When the truth doesn’t work, the writers aren’t above resorting to
half-baked hocus-pocus, as with their suggestion that World Health
Organization policies on non-communicable diseases “invalidate the
masculinists’ approach.” Rattling on later (page 85) against male
violence, they conveniently ignore the established fact that mothers
commit the majority of child abuse. While calling on “masculinists”
for better documentation of their claims, on page 87, in the closing
paragraph of the report’s main section, they baldly assert with no
documentation whatsoever (understandably, as none exists): “Women do
not lie about sexual assault.” A truly phenomenal performance. I
must admit, they do have a talent for (unintentional) comedy, as
when they almost incoherently complain on page 82 that men’s
movement activists for greater equity between breast cancer and
prostate cancer funding “turn cancer into a gendered illness by
reducing it to only two of its dimensions.” Presumably, based on the
incontestable but irrelevant fact that other cancers also exist
(virtually all of which, incidentally, strike men significantly more
often than women), they are questioning an eminently reasonable
comparison between the main gender-based cancer affecting men and
the main one affecting women. Since breast cancer and prostate
cancer occur with approximately equivalent frequency, the comparison
is particularly apt. It presumably draws the authors’ disfavor only
because of the inconvenient conclusion it points to about society’s
lack of concern with male health.
This is really execrable stuff. The mind boggles at the karmic load
I assume is being
accumulated by these three writers, who take the well-meaning
struggles for fairness by
decent, hard-working, underappreciated men and women, and twist them
and portray
them as misogynistic, cynical “hate”-filled acts. This is the big
lie of the women’s movement: that any position opposing theirs must
be “hate.” Even more ominously, the writers call on the Canadian
government to monitor these “hate” groups and maintain an updated
list of them. This report underscores is why I must regretfully
agree with a central conclusion of David’s from Everyman’s
controversial issue of a few years back: feminism IS evil.

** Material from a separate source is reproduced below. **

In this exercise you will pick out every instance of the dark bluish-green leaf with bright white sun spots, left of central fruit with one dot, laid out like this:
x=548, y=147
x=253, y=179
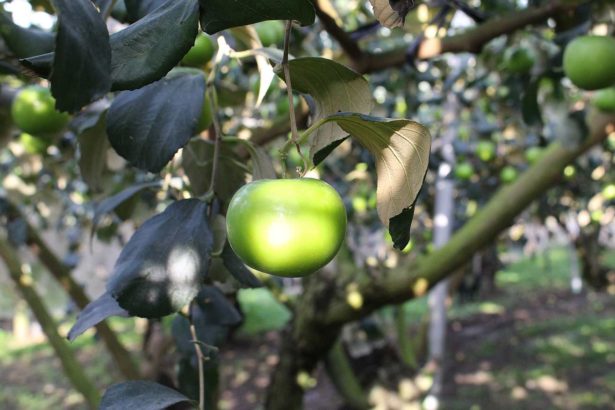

Mindful
that saying this may land ME in the category of purveyors of “hate,”
I must say that three genuine faces of hate may be found in
Pierrette Bouchard, Isabelle Boily and Marie-Claude Proulx. On a
practical note, New Zealand activist Darryl Ward (Taliesin@paradise.net.nz)
has recommended that concerned readers of the report send Status of
Women “secretary of state” Hon. Jean Augustine (augistinej@swc-cfc.gc.ca)
a message thanking her for providing such a useful directory of
men’s movement resources. Ward may be right that this could be the
best way of forestalling future renewals of the blacklist.